Edgeworth Expansion for Semi-hard Triplet Loss
This provides theoretical insight for researchers and practitioners using triplet loss in metric learning, though it is incremental as it refines existing asymptotic analysis.
The paper tackles the problem of understanding the behavior of semi-hard triplet loss in embedding learning by developing a higher-order asymptotic analysis using Edgeworth expansion. The result provides explicit expansions that quantify the impact of the margin parameter and data skewness, offering guidance for parameter selection to ensure training stability.
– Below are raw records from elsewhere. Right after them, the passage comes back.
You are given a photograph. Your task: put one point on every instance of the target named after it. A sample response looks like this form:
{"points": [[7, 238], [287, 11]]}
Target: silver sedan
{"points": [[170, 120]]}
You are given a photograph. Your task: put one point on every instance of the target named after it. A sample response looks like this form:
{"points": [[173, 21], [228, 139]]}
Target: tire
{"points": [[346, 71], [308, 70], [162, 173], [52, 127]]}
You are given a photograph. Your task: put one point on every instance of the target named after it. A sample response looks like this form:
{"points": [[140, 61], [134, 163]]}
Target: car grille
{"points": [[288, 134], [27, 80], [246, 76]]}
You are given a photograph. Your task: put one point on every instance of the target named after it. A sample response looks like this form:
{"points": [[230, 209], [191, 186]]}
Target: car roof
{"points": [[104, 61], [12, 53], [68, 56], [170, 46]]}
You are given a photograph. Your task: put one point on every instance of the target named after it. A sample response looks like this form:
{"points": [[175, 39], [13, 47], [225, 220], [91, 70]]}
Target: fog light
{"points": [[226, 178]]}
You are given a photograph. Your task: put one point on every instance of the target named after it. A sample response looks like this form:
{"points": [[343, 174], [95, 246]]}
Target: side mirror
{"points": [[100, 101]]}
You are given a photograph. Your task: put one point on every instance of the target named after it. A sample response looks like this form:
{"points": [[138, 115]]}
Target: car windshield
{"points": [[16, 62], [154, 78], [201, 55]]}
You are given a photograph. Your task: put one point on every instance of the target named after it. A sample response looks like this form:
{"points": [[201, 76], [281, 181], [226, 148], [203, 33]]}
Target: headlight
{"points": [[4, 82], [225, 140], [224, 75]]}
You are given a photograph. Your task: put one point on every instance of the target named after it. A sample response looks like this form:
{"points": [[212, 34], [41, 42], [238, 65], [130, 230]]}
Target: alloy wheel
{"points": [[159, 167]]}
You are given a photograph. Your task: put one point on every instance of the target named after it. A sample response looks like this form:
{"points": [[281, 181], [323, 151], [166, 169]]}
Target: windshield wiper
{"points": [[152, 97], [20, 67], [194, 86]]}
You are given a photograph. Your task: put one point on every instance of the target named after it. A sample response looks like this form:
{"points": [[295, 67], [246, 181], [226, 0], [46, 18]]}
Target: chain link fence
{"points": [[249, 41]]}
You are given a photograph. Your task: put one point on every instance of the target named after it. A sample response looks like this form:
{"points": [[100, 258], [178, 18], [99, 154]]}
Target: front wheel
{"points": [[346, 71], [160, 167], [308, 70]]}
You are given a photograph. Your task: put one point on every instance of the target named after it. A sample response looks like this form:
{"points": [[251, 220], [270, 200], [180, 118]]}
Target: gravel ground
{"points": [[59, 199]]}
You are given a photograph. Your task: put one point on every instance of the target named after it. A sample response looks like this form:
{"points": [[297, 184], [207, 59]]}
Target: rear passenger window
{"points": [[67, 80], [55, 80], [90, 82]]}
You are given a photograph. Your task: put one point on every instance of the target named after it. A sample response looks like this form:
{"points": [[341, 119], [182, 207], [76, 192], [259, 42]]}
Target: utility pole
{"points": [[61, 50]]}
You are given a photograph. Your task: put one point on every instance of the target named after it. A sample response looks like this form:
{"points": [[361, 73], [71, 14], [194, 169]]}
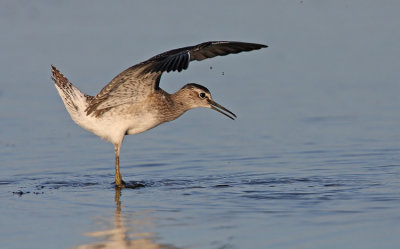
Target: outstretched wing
{"points": [[137, 82]]}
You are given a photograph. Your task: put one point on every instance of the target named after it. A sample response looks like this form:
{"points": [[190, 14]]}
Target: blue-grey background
{"points": [[311, 162]]}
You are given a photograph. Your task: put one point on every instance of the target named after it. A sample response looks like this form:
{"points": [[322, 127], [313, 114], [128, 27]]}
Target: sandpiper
{"points": [[133, 102]]}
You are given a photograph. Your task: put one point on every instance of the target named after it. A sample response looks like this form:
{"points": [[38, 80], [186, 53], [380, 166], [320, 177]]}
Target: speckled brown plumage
{"points": [[133, 101]]}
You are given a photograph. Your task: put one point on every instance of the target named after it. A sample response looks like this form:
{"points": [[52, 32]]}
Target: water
{"points": [[311, 162]]}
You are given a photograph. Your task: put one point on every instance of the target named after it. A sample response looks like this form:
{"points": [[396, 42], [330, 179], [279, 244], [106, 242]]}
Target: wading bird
{"points": [[133, 101]]}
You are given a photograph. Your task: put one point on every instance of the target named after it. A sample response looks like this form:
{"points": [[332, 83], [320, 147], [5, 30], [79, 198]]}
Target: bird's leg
{"points": [[118, 178]]}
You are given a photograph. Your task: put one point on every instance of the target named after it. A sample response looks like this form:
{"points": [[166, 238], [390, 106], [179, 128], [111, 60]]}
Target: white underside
{"points": [[112, 125]]}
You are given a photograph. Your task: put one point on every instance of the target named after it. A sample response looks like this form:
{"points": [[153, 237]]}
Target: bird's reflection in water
{"points": [[119, 236]]}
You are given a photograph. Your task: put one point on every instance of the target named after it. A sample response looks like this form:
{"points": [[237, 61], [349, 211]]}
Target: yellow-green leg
{"points": [[118, 178]]}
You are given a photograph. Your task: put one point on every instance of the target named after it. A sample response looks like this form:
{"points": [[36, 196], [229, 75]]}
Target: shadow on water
{"points": [[120, 236]]}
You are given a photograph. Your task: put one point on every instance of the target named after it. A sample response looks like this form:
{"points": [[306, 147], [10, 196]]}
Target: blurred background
{"points": [[311, 162]]}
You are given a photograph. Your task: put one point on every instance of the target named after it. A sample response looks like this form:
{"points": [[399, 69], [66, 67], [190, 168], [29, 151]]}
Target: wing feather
{"points": [[137, 82]]}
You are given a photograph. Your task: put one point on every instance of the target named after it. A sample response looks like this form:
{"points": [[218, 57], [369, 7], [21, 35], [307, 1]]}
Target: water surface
{"points": [[311, 162]]}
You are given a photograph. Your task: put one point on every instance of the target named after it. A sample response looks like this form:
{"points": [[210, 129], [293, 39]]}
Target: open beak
{"points": [[219, 108]]}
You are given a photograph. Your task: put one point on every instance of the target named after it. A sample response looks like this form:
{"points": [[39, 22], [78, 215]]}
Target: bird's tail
{"points": [[74, 100]]}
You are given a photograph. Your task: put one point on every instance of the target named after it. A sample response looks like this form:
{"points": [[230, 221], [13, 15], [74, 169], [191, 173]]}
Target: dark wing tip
{"points": [[178, 59]]}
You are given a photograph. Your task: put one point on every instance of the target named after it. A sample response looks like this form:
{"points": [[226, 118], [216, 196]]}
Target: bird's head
{"points": [[196, 95]]}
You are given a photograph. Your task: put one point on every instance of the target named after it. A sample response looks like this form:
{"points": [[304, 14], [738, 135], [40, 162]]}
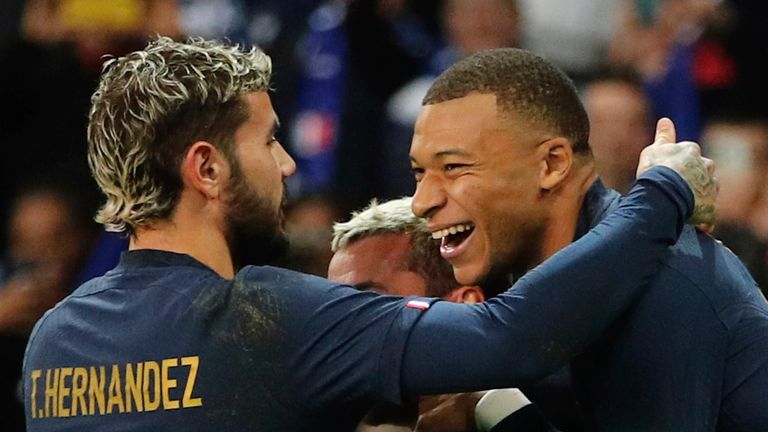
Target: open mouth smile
{"points": [[453, 238]]}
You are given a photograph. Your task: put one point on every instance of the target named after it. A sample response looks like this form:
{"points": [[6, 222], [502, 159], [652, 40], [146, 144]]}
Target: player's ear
{"points": [[466, 294], [557, 160], [204, 169]]}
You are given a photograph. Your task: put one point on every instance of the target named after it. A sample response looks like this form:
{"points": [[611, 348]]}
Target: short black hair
{"points": [[525, 85]]}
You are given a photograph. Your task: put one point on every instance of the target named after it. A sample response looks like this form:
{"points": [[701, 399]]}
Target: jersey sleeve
{"points": [[554, 311]]}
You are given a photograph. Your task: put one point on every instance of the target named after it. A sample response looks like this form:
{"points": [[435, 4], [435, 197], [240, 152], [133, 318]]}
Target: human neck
{"points": [[188, 234], [565, 206]]}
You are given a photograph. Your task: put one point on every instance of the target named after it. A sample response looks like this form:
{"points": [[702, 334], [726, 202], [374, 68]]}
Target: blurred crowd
{"points": [[349, 78]]}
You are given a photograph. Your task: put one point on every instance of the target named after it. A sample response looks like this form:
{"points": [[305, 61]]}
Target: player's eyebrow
{"points": [[446, 153], [371, 286]]}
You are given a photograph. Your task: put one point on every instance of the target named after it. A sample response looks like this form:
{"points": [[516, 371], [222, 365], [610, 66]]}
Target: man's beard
{"points": [[254, 228]]}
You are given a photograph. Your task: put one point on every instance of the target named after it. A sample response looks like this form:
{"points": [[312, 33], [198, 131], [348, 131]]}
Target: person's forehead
{"points": [[474, 111]]}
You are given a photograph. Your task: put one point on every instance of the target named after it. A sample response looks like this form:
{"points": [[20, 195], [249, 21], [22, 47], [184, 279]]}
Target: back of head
{"points": [[150, 106], [396, 217], [527, 88]]}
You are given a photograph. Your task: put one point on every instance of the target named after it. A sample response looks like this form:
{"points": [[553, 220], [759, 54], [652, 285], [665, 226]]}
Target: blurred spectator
{"points": [[51, 233], [621, 125], [308, 226], [574, 35], [97, 27], [698, 58], [386, 249], [48, 75], [739, 147], [658, 39]]}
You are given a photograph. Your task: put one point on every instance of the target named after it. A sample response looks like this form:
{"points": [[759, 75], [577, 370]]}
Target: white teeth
{"points": [[451, 230]]}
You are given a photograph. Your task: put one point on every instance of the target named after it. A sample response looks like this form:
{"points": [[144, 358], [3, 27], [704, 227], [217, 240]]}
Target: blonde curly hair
{"points": [[150, 106]]}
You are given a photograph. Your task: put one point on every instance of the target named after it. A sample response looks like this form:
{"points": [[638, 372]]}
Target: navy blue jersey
{"points": [[691, 355], [163, 343]]}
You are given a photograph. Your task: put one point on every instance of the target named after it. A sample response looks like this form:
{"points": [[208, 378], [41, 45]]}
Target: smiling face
{"points": [[478, 184]]}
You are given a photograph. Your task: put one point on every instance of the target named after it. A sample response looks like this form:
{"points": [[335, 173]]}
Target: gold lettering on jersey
{"points": [[133, 387], [188, 401], [151, 370], [169, 384], [165, 384], [51, 389], [115, 394], [33, 397], [63, 391], [96, 385], [79, 386]]}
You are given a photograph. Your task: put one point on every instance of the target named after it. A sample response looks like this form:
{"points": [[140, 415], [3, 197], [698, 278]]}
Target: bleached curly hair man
{"points": [[150, 103]]}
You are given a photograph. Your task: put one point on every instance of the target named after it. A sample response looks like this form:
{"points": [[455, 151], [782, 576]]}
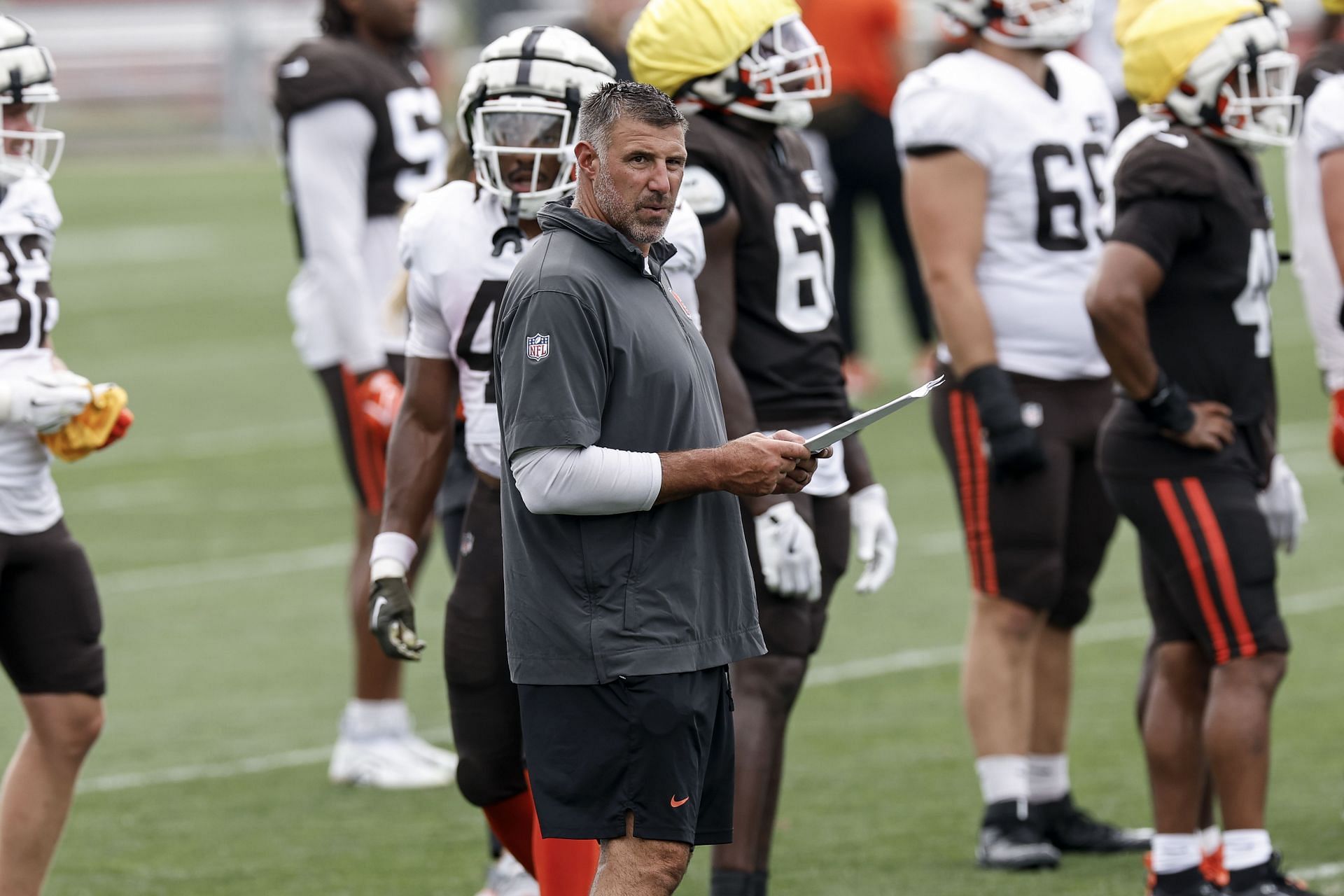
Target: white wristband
{"points": [[391, 556]]}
We develop a higher-order asymptotic analysis for the semi-hard triplet loss using the Edgeworth expansion. It is known that this loss function enforces that embeddings of similar samples are close while those of dissimilar samples are separated by a specified margin. By refining the classical central limit theorem, our approach quantifies the impact of the margin parameter and the skewness of the underlying data distribution on the loss behavior. In particular, we derive explicit Edgeworth expansions that reveal first-order corrections in terms of the third cumulant, thereby characterizing non-Gaussian effects present in the distribution of distance differences between anchor-positive and anchor-negative pairs. Our findings provide detailed insight into the sensitivity of the semi-hard triplet loss to its parameters and offer guidance for choosing the margin to ensure training stability.